Tarih: 24.04.2024 - 11:20 | Güncelleme:

Soru Detayı

- Nisa 43. ayete göre, ana dilde ibadet helal mi?
- Nisa suresi 43. ayete dayanarak anadilde ibadet olur diyen mealistlere ne cevaplar verebiliriz?
- Bu iddianın tutarlılığı nedir?

Cevap

Değerli kardeşimiz,

Bu ayete dayanarak namazın Arapça dışındaki dillerle de okunabileceğini söyleyenlerin hiçbir sağlam dayanakları yoktur.

- Önce ayetin nüzul sebebi bellidir. İçki yasak olmadan önce içki içen bir grup sahabi namaz kılmış ve imam olan zat, “Kâfirun” suresini okumuştur. Ancak ayetleri karıştırmış ve bunun üzerine ilgili yasak ayetin nazil olmuştur.(1)

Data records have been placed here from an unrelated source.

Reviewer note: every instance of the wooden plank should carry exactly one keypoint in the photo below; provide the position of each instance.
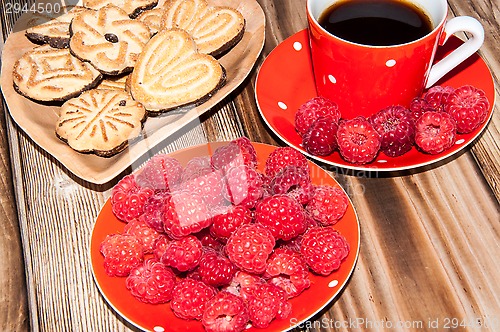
(487, 148)
(13, 295)
(430, 239)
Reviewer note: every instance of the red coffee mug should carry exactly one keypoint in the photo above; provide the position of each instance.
(364, 79)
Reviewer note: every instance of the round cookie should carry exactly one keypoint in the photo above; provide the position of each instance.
(52, 28)
(131, 7)
(51, 74)
(108, 39)
(100, 121)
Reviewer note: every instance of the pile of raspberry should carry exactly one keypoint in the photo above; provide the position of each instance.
(431, 123)
(221, 241)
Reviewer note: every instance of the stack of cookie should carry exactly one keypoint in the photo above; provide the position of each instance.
(114, 62)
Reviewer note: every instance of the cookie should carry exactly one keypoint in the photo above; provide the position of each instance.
(131, 7)
(152, 18)
(114, 83)
(171, 73)
(50, 74)
(100, 121)
(108, 39)
(215, 29)
(52, 28)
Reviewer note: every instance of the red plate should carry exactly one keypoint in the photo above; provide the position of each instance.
(285, 81)
(160, 317)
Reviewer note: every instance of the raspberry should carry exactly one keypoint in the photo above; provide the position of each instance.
(215, 269)
(328, 205)
(208, 240)
(266, 302)
(437, 97)
(287, 270)
(226, 221)
(183, 254)
(225, 312)
(358, 141)
(243, 186)
(190, 298)
(153, 211)
(282, 157)
(321, 137)
(145, 234)
(396, 129)
(209, 186)
(249, 247)
(282, 215)
(323, 249)
(295, 181)
(161, 172)
(160, 246)
(242, 283)
(185, 213)
(122, 253)
(248, 151)
(196, 167)
(128, 199)
(313, 109)
(151, 282)
(419, 106)
(435, 132)
(468, 106)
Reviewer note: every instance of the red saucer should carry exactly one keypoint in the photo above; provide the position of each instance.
(285, 81)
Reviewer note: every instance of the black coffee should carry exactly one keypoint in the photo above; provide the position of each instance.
(376, 22)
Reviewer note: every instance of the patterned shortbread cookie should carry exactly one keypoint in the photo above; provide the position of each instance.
(100, 121)
(51, 74)
(215, 29)
(108, 39)
(131, 7)
(171, 73)
(152, 18)
(52, 28)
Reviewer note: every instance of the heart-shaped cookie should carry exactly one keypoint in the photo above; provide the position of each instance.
(170, 73)
(131, 7)
(215, 29)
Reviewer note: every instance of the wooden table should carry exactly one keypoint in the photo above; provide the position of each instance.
(430, 240)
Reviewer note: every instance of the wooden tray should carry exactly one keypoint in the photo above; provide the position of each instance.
(38, 121)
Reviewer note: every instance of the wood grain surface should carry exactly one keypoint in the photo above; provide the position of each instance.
(430, 238)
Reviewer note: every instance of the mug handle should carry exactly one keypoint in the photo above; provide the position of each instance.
(457, 24)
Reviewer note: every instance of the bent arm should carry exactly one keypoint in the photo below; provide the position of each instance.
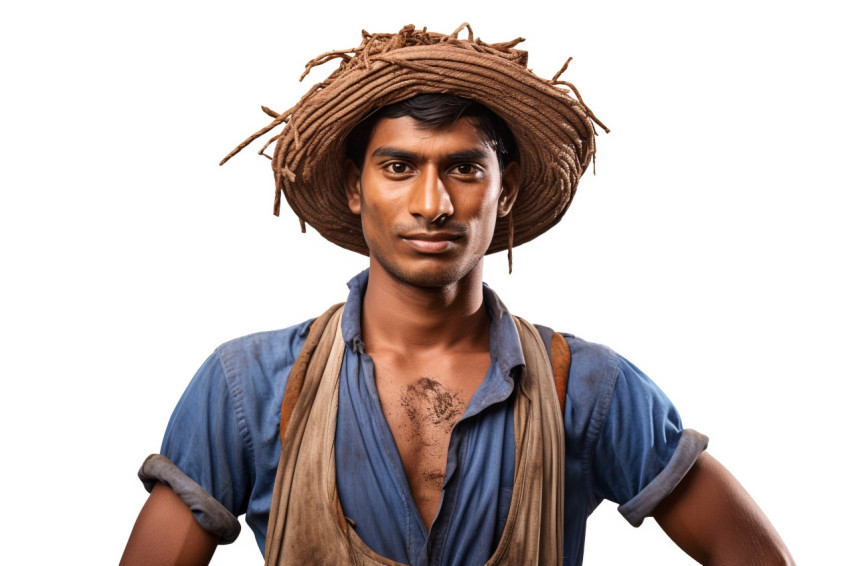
(167, 534)
(712, 518)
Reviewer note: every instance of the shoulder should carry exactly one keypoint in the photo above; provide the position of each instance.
(264, 352)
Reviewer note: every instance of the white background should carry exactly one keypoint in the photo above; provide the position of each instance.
(710, 248)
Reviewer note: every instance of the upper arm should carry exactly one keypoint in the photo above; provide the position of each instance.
(166, 533)
(712, 518)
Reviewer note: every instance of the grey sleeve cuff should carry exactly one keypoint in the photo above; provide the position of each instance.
(210, 514)
(691, 445)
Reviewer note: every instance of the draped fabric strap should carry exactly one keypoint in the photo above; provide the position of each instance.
(306, 525)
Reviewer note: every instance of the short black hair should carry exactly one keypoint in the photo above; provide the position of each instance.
(437, 111)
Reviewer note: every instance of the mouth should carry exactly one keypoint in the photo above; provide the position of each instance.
(431, 242)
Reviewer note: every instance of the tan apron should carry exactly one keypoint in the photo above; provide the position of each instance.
(306, 525)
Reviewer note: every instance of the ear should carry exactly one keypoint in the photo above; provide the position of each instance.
(510, 187)
(352, 186)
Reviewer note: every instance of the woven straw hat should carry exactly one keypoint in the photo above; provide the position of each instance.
(554, 131)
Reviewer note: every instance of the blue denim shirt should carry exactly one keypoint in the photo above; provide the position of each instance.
(625, 443)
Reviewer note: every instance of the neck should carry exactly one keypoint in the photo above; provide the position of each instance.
(400, 316)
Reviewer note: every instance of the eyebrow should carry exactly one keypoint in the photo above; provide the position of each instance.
(466, 155)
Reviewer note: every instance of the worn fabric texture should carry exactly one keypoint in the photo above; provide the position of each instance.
(625, 441)
(305, 525)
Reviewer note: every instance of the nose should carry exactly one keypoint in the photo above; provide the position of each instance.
(429, 198)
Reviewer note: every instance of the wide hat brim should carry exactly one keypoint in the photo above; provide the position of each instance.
(554, 132)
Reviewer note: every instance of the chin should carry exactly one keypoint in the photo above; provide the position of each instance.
(429, 273)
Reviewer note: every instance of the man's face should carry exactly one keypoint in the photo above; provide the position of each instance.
(428, 199)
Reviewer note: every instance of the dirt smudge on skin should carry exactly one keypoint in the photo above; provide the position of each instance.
(428, 403)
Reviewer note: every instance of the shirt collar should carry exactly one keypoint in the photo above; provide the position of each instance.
(505, 348)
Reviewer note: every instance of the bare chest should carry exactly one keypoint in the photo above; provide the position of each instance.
(422, 403)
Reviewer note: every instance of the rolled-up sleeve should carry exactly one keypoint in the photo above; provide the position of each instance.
(642, 452)
(204, 457)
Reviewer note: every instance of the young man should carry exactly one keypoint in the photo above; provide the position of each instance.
(421, 423)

- Sahih bir rivayete göre konuyla ilgili olarak Hz. Ali (ra) şöyle demiştir:

Şarap yasaklanmadan önce bir gün Abdurrahman b. Avf bizi yemek yemeye davet etti. Aynı sofrada şarap da içtik ve sarhoş olduk. Sonra namaz vakti geldi beni namaz kıldırmaya çağırdılar. Ben namaz kıldırırken, Fatiha’dan sonra zamm-ı sure olarak “kâfirun” suresini okudum. Fakat “Ben sizin ibadet ettiğiniz ilahlarınıza tapmam” cümlesinden sonra “Biz de sizin taptıklarınıza taparız” şeklinde bir cümleyi de okumuş oldum. Bunun üzerine “sarhoş olarak namazı kılmayın” ayeti nazil oldu.

Bu hadisi rivayet eden Tirmizi, bunun sahih olduğunu belirtmiştir.(2)

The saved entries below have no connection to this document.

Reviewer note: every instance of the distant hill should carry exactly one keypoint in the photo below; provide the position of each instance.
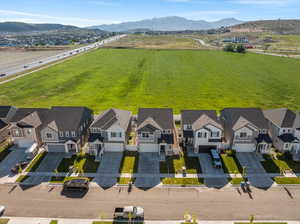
(26, 27)
(274, 26)
(173, 23)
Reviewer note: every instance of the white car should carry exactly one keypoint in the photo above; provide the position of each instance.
(2, 209)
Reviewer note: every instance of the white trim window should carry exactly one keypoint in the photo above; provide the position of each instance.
(49, 135)
(243, 135)
(215, 134)
(116, 134)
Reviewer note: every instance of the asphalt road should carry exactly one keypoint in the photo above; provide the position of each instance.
(64, 55)
(159, 203)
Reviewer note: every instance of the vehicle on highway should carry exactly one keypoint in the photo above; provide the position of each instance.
(76, 184)
(129, 212)
(2, 210)
(216, 158)
(19, 165)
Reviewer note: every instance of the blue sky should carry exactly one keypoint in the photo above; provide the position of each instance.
(95, 12)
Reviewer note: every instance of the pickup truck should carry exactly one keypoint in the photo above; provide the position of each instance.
(129, 212)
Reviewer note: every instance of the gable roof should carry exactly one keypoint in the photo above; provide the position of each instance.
(282, 117)
(236, 118)
(163, 117)
(22, 113)
(4, 110)
(66, 118)
(113, 116)
(200, 118)
(3, 124)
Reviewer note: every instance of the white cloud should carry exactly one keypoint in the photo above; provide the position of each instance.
(11, 15)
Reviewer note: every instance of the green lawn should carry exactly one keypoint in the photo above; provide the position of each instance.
(129, 162)
(174, 164)
(133, 78)
(34, 164)
(231, 164)
(236, 180)
(4, 221)
(182, 181)
(4, 150)
(125, 180)
(287, 180)
(283, 162)
(85, 162)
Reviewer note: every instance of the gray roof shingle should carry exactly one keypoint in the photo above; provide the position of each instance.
(253, 115)
(282, 117)
(161, 116)
(113, 116)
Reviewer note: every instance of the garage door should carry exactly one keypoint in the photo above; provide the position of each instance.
(24, 143)
(244, 147)
(56, 148)
(148, 148)
(113, 147)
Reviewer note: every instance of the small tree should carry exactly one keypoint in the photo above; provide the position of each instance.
(229, 48)
(240, 48)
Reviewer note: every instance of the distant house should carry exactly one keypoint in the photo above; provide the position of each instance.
(202, 130)
(6, 113)
(246, 129)
(156, 130)
(285, 129)
(65, 129)
(26, 125)
(109, 132)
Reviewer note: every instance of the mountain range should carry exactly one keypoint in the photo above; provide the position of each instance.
(173, 23)
(26, 27)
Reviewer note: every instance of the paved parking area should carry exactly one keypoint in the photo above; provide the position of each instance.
(149, 168)
(110, 165)
(16, 155)
(208, 168)
(48, 164)
(253, 165)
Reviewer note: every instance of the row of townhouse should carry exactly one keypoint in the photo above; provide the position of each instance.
(67, 129)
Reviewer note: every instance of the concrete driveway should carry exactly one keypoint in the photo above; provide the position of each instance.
(257, 175)
(16, 155)
(48, 164)
(109, 169)
(148, 170)
(208, 169)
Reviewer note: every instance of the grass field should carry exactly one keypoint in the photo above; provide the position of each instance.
(156, 42)
(181, 79)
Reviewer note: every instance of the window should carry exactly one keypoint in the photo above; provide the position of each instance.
(145, 135)
(202, 134)
(116, 135)
(215, 134)
(243, 134)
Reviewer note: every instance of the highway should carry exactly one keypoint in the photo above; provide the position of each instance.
(35, 64)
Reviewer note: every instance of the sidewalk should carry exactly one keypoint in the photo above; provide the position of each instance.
(21, 220)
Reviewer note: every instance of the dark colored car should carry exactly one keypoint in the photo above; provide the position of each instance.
(19, 165)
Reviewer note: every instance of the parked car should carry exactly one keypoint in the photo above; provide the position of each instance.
(125, 212)
(216, 158)
(2, 210)
(78, 184)
(19, 165)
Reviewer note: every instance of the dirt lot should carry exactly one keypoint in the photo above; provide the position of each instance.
(15, 57)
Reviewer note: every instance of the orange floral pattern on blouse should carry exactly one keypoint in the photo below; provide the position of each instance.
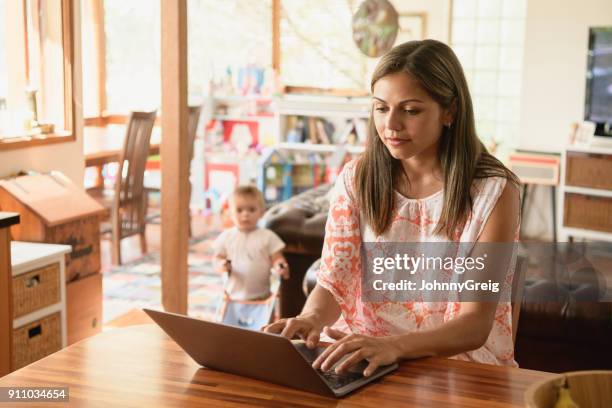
(414, 220)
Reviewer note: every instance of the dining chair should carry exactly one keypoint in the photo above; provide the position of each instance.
(192, 127)
(127, 201)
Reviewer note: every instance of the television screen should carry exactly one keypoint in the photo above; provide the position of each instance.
(598, 102)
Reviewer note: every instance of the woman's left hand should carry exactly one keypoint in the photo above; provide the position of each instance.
(377, 351)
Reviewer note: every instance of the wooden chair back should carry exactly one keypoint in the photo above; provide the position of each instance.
(518, 283)
(129, 208)
(192, 127)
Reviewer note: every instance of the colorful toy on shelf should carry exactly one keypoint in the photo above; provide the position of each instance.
(273, 173)
(335, 163)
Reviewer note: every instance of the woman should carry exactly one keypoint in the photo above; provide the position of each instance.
(424, 177)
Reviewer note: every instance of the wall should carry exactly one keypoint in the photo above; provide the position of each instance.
(438, 15)
(556, 41)
(65, 157)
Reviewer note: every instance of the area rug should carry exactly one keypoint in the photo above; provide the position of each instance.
(138, 284)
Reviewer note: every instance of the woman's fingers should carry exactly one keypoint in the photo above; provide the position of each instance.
(336, 352)
(275, 327)
(292, 327)
(334, 334)
(371, 367)
(353, 359)
(312, 339)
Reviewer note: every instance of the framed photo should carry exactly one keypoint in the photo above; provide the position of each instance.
(412, 26)
(584, 134)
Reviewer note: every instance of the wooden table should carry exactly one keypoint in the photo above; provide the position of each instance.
(140, 366)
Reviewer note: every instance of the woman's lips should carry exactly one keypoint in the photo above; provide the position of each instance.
(394, 141)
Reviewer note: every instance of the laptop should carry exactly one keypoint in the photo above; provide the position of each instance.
(259, 355)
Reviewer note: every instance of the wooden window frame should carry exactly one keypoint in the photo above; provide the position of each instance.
(69, 103)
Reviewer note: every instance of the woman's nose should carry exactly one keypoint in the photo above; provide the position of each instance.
(393, 120)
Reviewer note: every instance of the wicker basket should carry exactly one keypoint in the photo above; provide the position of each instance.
(589, 212)
(36, 289)
(589, 170)
(591, 389)
(36, 340)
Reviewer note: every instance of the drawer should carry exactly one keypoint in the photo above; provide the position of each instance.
(36, 289)
(588, 212)
(84, 307)
(36, 340)
(588, 170)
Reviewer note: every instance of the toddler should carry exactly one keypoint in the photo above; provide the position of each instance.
(246, 252)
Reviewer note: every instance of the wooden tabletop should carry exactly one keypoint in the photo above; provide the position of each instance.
(103, 145)
(140, 366)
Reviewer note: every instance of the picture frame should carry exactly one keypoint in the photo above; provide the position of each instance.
(412, 26)
(585, 132)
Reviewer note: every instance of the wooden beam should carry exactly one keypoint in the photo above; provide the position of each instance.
(6, 292)
(276, 16)
(175, 154)
(100, 45)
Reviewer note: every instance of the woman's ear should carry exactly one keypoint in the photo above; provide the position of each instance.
(451, 113)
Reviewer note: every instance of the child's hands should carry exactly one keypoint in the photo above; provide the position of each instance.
(224, 266)
(281, 268)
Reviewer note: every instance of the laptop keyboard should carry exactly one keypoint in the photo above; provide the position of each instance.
(336, 381)
(333, 379)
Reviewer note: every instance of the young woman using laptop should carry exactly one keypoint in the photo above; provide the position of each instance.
(424, 177)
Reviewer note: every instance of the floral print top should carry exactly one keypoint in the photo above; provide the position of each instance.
(414, 220)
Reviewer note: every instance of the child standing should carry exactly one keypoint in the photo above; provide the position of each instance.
(246, 252)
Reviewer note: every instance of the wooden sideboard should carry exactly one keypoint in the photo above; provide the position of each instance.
(39, 301)
(587, 193)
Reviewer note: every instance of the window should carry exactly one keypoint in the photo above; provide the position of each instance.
(133, 34)
(226, 35)
(3, 58)
(317, 47)
(488, 37)
(35, 38)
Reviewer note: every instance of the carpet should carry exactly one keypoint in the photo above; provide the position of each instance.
(137, 284)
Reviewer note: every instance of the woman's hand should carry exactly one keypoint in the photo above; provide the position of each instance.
(223, 266)
(305, 326)
(377, 351)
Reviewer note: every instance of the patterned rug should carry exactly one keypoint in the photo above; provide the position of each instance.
(138, 284)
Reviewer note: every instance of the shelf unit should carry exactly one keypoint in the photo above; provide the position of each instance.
(586, 193)
(39, 274)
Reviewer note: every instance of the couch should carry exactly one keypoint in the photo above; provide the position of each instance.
(561, 335)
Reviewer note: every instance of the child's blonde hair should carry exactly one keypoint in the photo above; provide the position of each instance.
(248, 191)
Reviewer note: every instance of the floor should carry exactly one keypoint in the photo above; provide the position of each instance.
(130, 247)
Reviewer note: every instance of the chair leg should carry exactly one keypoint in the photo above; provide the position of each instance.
(116, 249)
(143, 242)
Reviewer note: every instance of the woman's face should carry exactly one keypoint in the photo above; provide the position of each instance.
(408, 121)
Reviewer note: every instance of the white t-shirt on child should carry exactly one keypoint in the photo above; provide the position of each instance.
(249, 253)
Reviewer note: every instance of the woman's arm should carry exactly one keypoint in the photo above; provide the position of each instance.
(320, 310)
(468, 331)
(279, 264)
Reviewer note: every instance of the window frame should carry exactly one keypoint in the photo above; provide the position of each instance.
(68, 135)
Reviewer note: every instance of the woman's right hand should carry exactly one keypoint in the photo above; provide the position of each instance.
(304, 326)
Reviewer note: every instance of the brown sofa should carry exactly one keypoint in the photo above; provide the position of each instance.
(558, 331)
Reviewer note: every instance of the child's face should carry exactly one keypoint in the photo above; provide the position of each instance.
(408, 121)
(245, 211)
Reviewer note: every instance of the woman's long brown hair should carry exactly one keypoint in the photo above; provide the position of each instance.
(462, 155)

Aynı hadisi Ebu Davud ve Nesai de rivayet etmiştir.(3)

- Bu ayetin hedefinde “Namazı sarhoş olarak kılmayı yasaklamaktır.”

- Cumhur-u ulema bu ayetin böyle anlamıştır.(4)

- Burada çok şey söylenebilir. Ancak, İmam Azam hazretlerinin Farsça tercüme ile Fatiha suresinin okunmasıyla ilgili fetvasını bahane ederek, “Biz de muhtacız, Türkçe okuyabiliriz?” diyenlere, Bediüzzaman Hazretlerinin verdiği şu cevabın yeterli olacağını düşünüyoruz:

“İmam-ı Azam'ın bu fetvasına karşı, başta azamî imamların en mühimleri ve sair on iki eimme-i müçtehidîn, o fetvanın aksine fetva veriyorlar. Alem-i İslâmın cadde-i kübrası, o umum eimmenin caddesidir. Muzam-ı Ümmet, cadde-i kübrada gidebilir. Başka hususî ve dar caddeye sevkedenler, idlâl ediyorlar. İmam-ı Azam'ın fetvası, beş cihette hususîdir:

Birincisi: Merkez-i İslâmiyetten uzak diyar-ı âherde bulunanlara aittir.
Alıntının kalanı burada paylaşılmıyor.